Interviewers: Dave, Erik
E: How is LPCM currently used at your facility?
G: We encounter LPCM in a variety of different ways. The most obvious example is when we perform the migration of analog audio recordings. Ninety-nine percent of the time, the analog materials we encounter are migrated to 96kHz/24-bit digital files with LPCM encoded data. In these files we also populate the BEXT chuck so that it exists should anyone wish to manage this metadata. Born-digital materials that we encounter are migrated in their native resolution, which is usually 48 or 44.1kHz/16-bit. We also encounter PCM from ADAT and DTRS at 20 and 24 bit. We see a tiny bit of format migration where we are taking other PCM formats and “normalizing” the data. For example, taking uncompressed files or things that are going to JPEG2000/MXF, etc.
E: Have you encountered any interoperability with LPCM?

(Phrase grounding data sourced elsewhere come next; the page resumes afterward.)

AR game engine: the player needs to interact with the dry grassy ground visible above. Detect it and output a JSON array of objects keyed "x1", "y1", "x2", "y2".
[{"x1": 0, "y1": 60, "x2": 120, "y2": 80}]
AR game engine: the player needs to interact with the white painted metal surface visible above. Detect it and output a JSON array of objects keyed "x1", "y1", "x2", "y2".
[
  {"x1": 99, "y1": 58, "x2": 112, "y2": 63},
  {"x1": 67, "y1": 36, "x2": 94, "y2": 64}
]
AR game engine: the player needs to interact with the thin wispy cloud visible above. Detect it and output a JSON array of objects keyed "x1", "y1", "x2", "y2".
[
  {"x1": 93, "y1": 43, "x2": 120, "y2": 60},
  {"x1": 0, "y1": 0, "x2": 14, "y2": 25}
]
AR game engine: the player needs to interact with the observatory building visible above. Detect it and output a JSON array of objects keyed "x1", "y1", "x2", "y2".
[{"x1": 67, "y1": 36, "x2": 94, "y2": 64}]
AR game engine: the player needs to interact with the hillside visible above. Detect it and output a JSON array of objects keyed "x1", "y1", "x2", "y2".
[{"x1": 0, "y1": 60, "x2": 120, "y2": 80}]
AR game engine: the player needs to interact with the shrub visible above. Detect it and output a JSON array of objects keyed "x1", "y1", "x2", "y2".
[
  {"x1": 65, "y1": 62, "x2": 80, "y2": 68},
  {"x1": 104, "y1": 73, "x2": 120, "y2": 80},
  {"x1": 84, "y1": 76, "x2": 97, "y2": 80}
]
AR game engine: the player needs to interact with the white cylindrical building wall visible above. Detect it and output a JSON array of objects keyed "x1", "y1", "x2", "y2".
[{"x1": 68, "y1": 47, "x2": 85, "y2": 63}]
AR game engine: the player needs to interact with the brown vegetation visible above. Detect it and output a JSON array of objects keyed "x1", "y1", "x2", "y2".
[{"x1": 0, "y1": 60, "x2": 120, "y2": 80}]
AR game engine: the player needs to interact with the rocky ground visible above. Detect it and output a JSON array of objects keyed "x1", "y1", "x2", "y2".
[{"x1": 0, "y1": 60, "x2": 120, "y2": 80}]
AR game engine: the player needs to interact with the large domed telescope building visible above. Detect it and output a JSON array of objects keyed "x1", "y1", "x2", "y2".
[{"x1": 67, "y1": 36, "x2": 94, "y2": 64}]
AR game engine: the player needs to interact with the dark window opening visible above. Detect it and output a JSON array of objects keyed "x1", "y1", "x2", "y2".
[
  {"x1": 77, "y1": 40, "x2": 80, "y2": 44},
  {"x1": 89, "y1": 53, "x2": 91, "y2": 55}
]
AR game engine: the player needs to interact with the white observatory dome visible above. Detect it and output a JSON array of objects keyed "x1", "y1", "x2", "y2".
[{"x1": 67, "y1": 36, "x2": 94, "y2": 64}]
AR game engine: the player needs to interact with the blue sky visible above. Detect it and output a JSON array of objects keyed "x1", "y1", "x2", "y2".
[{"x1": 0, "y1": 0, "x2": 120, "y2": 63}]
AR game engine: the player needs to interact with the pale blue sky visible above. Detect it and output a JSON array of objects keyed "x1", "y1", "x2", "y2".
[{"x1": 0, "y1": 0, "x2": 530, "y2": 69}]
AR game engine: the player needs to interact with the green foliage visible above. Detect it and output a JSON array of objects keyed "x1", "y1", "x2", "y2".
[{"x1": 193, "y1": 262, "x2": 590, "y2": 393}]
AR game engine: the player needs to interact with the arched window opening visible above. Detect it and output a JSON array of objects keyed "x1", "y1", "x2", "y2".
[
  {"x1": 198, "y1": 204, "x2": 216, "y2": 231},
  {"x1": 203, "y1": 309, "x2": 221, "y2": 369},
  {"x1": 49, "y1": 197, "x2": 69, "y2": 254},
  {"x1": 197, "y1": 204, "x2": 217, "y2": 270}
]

G: In order to discuss interoperability issues with LPCM, we need to divide this conversation into LPCM as a codec itself, and what we take to be as issues with file wrappers. The biggest interoperability issue we’ve had in the past is text encoding for metadata; inconsistency between applications about whether the encoding was unicode or ASCII. As a solution, when we import textual metadata we now do a UTF-8 to ASCII crosswalk. We are now beyond issues of endianness, because it has just been “coded away”. That is, whether the bit stream is encoded as most significant bit or least significant bit first in the file. The playback applications now universally play either version.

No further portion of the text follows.